Este libro es para ti, mamá. Te debo todo lo que soy y todo en lo que me convertiré.
This book contains sensitive material relating to child abuse, domestic abuse, trauma, and suicide.
AUTHOR’S NOTE
I turned twenty-two a couple of months before publishing this book. It was the happiest birthday I’ve ever had. For the first time in my life, how I felt internally matched how I interacted with the world. This brought me peace with who I was, even when my life continued to shift in unforeseen ways, like my mother’s breast cancer diagnosis only three months prior.
Many would say I am too young to write a book about healing from trauma. I used to believe this myself. What I had to learn is I am the key to my healing, not time. A person can live for multiple decades with hurt, trauma, and unhealthy conditioning impacting their emotions and behavior until they decide to go inward. What heals is not time but the resolve to be self-aware, the practice of letting go while embracing compassion for the self, and the adoption of healthier coping mechanisms. This work can be done at any stage of our lives.
This book embraces the younger version of me who went to bed most nights imagining an escape from her reality. When her abusive father finally abandoned her, she again pictured something coming into her life to fix the wounds he left behind. I see now that the pain of my past prepared me to better care for the person I am today. I have given her a platform on which to tell her story.
The Energized Self evolved from an account about the importance of being self-aware to better serve others to being self-aware to better serve ourselves. Ironically, helping ourselves makes us more emotionally mature and empathetic when we help others.
I hope this book will be of service to you. It is for anyone who has ever felt at the mercy of their past, instead of emboldened by it. When you finish reading, may you find that the future needs your authentic voice, even if it may take prioritizing your well-being and healing to uncover it.
INTRODUCTION
I grew up fascinated by the rapper Eminem.

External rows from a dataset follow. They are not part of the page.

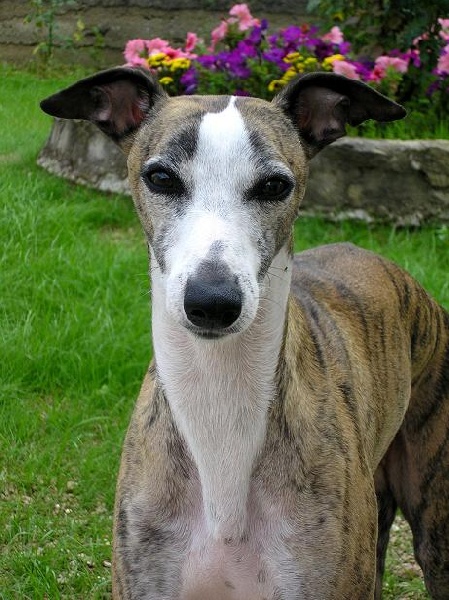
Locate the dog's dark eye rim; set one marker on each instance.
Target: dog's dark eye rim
(161, 179)
(276, 187)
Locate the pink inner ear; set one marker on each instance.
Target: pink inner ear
(123, 107)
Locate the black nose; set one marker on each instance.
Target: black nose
(213, 299)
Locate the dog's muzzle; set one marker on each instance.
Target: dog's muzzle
(212, 299)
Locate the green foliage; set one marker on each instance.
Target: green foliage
(381, 24)
(44, 16)
(74, 342)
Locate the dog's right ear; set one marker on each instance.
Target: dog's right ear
(117, 101)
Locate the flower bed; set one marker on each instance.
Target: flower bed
(401, 182)
(242, 58)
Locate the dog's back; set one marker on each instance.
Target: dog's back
(366, 315)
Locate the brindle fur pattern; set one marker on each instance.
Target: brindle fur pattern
(358, 423)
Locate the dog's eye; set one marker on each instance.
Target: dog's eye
(161, 181)
(275, 188)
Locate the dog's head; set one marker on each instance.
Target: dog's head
(217, 180)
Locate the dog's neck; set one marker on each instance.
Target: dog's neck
(219, 392)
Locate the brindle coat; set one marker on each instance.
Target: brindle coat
(358, 421)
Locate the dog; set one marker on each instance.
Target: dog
(294, 402)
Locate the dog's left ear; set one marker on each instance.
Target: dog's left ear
(117, 101)
(321, 104)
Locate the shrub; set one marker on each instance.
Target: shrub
(242, 58)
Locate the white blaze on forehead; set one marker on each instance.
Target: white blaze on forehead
(223, 150)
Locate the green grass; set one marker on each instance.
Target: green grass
(74, 344)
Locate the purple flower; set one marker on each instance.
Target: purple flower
(189, 80)
(276, 56)
(246, 49)
(292, 34)
(207, 60)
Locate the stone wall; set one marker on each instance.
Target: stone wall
(121, 20)
(406, 183)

I was the obnoxious friend who quoted his songs and suggested you give rap a chance.
Ironically, I grew up in Compton, the city that birthed many of the rap artists whom people around the world admire, including Dr. Dre, who signed Eminem. As if this wasn’t enough, my nickname in high school was Dre.

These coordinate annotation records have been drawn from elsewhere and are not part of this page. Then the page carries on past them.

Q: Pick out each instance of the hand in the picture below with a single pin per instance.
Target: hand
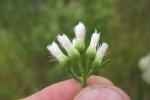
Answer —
(99, 88)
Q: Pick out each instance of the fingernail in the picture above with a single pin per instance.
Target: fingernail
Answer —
(99, 93)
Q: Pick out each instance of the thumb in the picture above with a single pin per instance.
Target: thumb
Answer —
(102, 92)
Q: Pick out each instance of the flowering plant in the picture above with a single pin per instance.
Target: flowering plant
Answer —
(86, 60)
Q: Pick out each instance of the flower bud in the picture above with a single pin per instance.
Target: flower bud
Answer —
(91, 50)
(57, 53)
(100, 54)
(68, 46)
(80, 37)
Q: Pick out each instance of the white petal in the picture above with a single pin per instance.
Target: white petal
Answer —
(80, 31)
(55, 50)
(65, 42)
(74, 42)
(95, 39)
(102, 50)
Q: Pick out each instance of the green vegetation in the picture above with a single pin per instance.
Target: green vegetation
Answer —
(28, 26)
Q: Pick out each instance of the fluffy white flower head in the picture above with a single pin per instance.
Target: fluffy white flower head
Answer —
(55, 50)
(80, 31)
(102, 50)
(94, 39)
(65, 42)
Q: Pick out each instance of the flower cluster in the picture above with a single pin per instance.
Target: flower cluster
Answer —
(87, 59)
(144, 65)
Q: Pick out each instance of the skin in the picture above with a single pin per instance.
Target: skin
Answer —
(98, 88)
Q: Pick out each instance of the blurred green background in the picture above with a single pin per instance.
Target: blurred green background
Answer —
(28, 26)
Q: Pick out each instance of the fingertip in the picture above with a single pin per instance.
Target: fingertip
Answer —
(65, 90)
(102, 92)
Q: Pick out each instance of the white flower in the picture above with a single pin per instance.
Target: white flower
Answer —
(80, 31)
(68, 46)
(65, 42)
(102, 50)
(74, 41)
(55, 50)
(94, 39)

It took me many years to realize I felt at home with rap because it could depict so many different types of stories: tales of poverty, grief, racial injustice, depression, colonization, crime, and many other profound topics. I could learn about somebody’s entire life over the course of a single song and find similarities between my story and theirs. Though the rapper could have been a drug addict who lost his daughter’s custody, the specific event dissolved under universal emotions like frustration, self-hate, and a loss of hope. I connected with these and felt understood without knowing how it made any difference in my everyday challenges. That was until I noticed these songs were the only expressions I had during my childhood.
I am a Latina woman of Mexican and Indigenous ancestry. Though I grew up in a family that prioritized dining together and encouraging their children to live in the home until late into their twenties, we hardly ever spoke about our feelings. We only sat down to do so when a family member died. Even then, the men in my family masked their grief with a bold stance, while the women cried for a day or two and dutifully returned to caring for their families afterward.
I used birthday cards to express to my family any concerns I had about their mental well-being. When my brother turned twenty-six, I cried while writing him a card about how I was convinced he wouldn’t grow up to be like our violent father. My letter had the same impact on my brother; he could not stop sobbing when he read it.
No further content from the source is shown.